Posted by on Wednesday, April 4, 2018 in Energy, Events, FutureVU, GHG, News.

A two-day event March 26-27 at the Kissam Center gathered BlueSky advisory committee members and other campus partners to identify and prioritize goals for carbon emissions reduction leading to measurable outcomes. (Anne Rayner/Vanderbilt)

 

Nearly 50 people attended Vanderbilt’s first BlueSky visioning session to generate bold and creative approaches for reducing the university’s carbon footprint.

FutureVU launched the BlueSky Vision Energy Study in January to identify effective strategies for reducing carbon emissions on campus.

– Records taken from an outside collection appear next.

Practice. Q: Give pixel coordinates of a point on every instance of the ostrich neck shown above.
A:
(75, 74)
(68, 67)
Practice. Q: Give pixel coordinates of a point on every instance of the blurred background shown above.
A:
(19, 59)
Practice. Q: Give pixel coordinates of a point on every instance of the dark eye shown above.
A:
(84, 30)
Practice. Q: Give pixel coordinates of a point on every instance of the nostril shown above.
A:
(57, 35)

Components of the study include, but are not limited to, local and off-site energy generation, utility distribution, energy consumption and conservation, water use, and operations. The study will culminate in a comprehensive “BlueSky Vision” for campus energy in 2018.

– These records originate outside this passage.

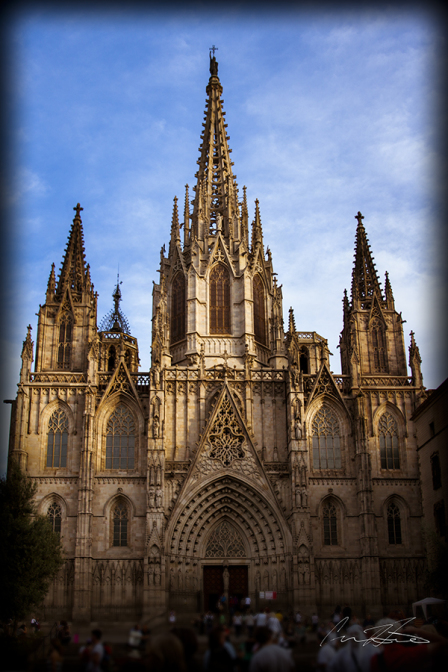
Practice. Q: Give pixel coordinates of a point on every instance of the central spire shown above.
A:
(216, 194)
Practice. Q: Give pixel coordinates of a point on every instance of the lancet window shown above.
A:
(219, 300)
(394, 524)
(378, 345)
(54, 515)
(120, 518)
(326, 440)
(65, 342)
(178, 308)
(57, 439)
(259, 310)
(330, 525)
(388, 435)
(120, 439)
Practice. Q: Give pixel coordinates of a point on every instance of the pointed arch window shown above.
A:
(120, 519)
(330, 525)
(65, 342)
(259, 310)
(178, 308)
(378, 344)
(326, 440)
(111, 358)
(388, 435)
(120, 439)
(54, 515)
(219, 300)
(394, 524)
(57, 439)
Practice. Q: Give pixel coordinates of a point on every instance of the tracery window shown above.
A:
(120, 439)
(330, 525)
(259, 312)
(225, 542)
(394, 524)
(178, 308)
(378, 344)
(388, 435)
(436, 472)
(111, 358)
(219, 300)
(65, 342)
(326, 440)
(57, 439)
(54, 515)
(120, 524)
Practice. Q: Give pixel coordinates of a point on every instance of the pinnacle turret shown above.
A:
(216, 193)
(175, 229)
(115, 320)
(257, 231)
(365, 281)
(73, 272)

“As with all FutureVU efforts, collaboration across the Vanderbilt community is essential for a successful outcome,” Vice Chancellor for Administration Eric Kopstain said. “It is encouraging to see many faculty, staff and students engaging with this topic.”

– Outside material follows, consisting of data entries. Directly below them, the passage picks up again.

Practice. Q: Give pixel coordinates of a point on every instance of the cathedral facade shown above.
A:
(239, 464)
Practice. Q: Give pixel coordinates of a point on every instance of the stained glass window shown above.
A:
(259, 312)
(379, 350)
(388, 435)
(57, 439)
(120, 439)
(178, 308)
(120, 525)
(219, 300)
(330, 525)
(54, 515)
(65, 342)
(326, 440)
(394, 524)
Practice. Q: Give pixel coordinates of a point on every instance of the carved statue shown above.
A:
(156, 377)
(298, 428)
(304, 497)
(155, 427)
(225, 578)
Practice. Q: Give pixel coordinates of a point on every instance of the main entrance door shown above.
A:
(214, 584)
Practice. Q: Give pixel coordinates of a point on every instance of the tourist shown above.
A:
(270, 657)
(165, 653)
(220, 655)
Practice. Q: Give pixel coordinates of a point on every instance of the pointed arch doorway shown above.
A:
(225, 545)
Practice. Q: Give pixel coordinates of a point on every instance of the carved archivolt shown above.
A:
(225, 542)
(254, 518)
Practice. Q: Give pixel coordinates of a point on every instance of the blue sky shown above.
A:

The two-day event March 26-27 at the Kissam Center gathered BlueSky advisory committee members and other campus partners to identify and prioritize goals for carbon emissions reduction leading to measurable outcomes.

“This gathering was a unique opportunity to bring experts together and strategize about where we want carbon emissions at Vanderbilt to be in 10 or 20 years,” Associate Vice Chancellor and Chief Facilities Officer Mike Perez said.

(Anne Rayner/Vanderbilt)

 

The visioning exercise included presentations, dialogue and working sessions that generated more ideas for sustainable practices across the university. Earlier this semester, Vanderbilt released a redesigned sustainability report that included the university’s latest greenhouse gas (GHG) emissions figures, which come from three evenly split sources. This session discussed emissions from the power generated on campus and the power purchased from the Nashville Electric Service. The third source—commuting, air travel, recycling and waste disposal emissions—is being studied in the FutureVU mobility and transportation planning efforts.

The session also featured an open house where others from the Vanderbilt community conversed with lead members of the project team about next steps for the study. Further community engagement is planned in the coming weeks to solicit additional involvement and ideas. Another visioning session is set for the start of the fall semester, and details will be released later this summer.